Can we talk? I want to have a calm conversation with you.
I ask this as a fellow graduate of a church-based college. Yours is Presbytarian and mine in Church of the Brethren. If it makes you more comfortable, our spouses can be in the room as well. I realize that your wife went to a private college but my husband went to a church school, so that should aid in your comfort.
Please, have a seat. I can make some tea or coffee, set out some cookies, or cheese and crackers.
You’re going to need the sustenance because what I am about to say is going to be hard for you to hear.
Donald Trump, the former president and your former boss, is not your friend.
I know, I know. You worked hard for him, believed in his platform, and that he was the shining light in the Republican party.
But the man does not have your best interests at heart. I’m not sure he cares for you at all.
Why do I say this?
Because on January 6, 2021, the day when you chose to live by the law, his followers were looking to kill you. They were yelling “Hang Mike Pence” and set up a noose on scaffolding that was there for restoration work.
By minutes, you and your family were able to get out of the Capitol building before the insurgents calling for your death rushed through looking for you specifically.
Worse yet, your boss did nothing to stop the violent behavior. He never called the national guard to stop the attack on the Capitol but you did. Oh, he put out a tweet a few hours later telling people to go home.
But he did nothing to stop the insurgents.

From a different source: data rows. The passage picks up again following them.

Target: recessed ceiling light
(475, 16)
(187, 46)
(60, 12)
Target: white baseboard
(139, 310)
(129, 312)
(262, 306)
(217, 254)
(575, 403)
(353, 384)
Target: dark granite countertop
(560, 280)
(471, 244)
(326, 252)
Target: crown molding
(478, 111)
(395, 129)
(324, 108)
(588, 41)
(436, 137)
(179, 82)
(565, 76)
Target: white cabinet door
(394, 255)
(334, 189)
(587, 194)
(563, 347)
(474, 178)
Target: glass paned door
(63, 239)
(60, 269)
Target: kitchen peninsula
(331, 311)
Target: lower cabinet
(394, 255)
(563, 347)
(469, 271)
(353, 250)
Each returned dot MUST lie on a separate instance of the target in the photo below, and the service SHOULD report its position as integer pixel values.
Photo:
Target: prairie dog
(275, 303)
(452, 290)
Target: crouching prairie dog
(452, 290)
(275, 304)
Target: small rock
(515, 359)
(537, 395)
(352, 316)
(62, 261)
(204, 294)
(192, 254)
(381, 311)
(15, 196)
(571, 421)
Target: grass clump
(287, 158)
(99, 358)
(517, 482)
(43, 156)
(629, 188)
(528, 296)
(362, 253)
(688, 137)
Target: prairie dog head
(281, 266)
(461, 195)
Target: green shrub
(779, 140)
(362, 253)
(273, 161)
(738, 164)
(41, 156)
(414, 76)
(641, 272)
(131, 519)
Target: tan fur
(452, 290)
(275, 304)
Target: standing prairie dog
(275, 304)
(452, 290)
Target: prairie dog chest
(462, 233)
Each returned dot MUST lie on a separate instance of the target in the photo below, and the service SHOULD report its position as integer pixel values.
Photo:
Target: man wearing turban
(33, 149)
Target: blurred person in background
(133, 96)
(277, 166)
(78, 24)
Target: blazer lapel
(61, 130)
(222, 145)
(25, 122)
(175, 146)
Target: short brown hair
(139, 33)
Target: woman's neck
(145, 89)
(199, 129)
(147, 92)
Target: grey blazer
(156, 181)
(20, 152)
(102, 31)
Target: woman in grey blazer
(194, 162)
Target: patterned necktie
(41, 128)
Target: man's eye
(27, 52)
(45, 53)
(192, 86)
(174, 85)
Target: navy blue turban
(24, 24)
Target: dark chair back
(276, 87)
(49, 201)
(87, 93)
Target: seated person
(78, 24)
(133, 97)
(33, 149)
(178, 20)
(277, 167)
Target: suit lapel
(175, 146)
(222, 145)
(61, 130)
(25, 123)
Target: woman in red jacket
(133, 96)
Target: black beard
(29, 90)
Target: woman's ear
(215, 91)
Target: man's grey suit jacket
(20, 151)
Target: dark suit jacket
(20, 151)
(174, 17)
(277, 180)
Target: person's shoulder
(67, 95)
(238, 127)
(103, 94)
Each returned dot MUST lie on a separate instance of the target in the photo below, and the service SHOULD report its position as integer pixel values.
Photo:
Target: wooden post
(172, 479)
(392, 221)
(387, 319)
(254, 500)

He did nothing to safe guard the Capitol police, members of congress, or you and your family. You ended up calling the National Guard.
What I don’t understand is how you can say it was just one day, it was another day in Washington D.C.
What I don’t understand is how you can still support Donald Trump.
Is this a PTSD reation to discovering that your boss didn’t care if you and your family was harmed, or worse killed, because he loved that his supporters’ mis-guided notion that Trump won the election?
Is the idea of continuing being vice-president or being president someday perhaps more important than your life? Or the life of your family?
We both know that January 6 happened, that it was real. We know that while protests might be a daily part of D.C., we also know violent protests are not a daily occurrence. We know that the Capitol does not experience violence like this on a daily basis. Congressional members do not have to hit the floor or bar the doors or quickly get out of the building on a daily basis.
I don’t pretend to know what motivates you. I haven’t been able to figure out why you continue loyalty to a man who doesn’t care if you live or die; he only cares that you give him what he needs by any means necessary. And just because you served him loyally for nearly four years, doesn’t mean that counted on the day he wanted to remain president.
I cannot figure how how you can justify all of that. Perhaps you can explain that to me.
Someday.
Meanwhile, I feel concerned that you don’t understand the danger you were in, that your family was in. I feel concerned that your naivete doesn’t get that Trump doesn’t like you and will put you in danger – again – if it means he wins.
Is it your Christian faith that chooses to believe Trump is the guy to make your Republican dreams come true or is it greed and a desire for power?
What would Jesus say to you if you were to actually speak to him?
I don’t think you would like the answer he would give you.
But this is one time you should listen to it.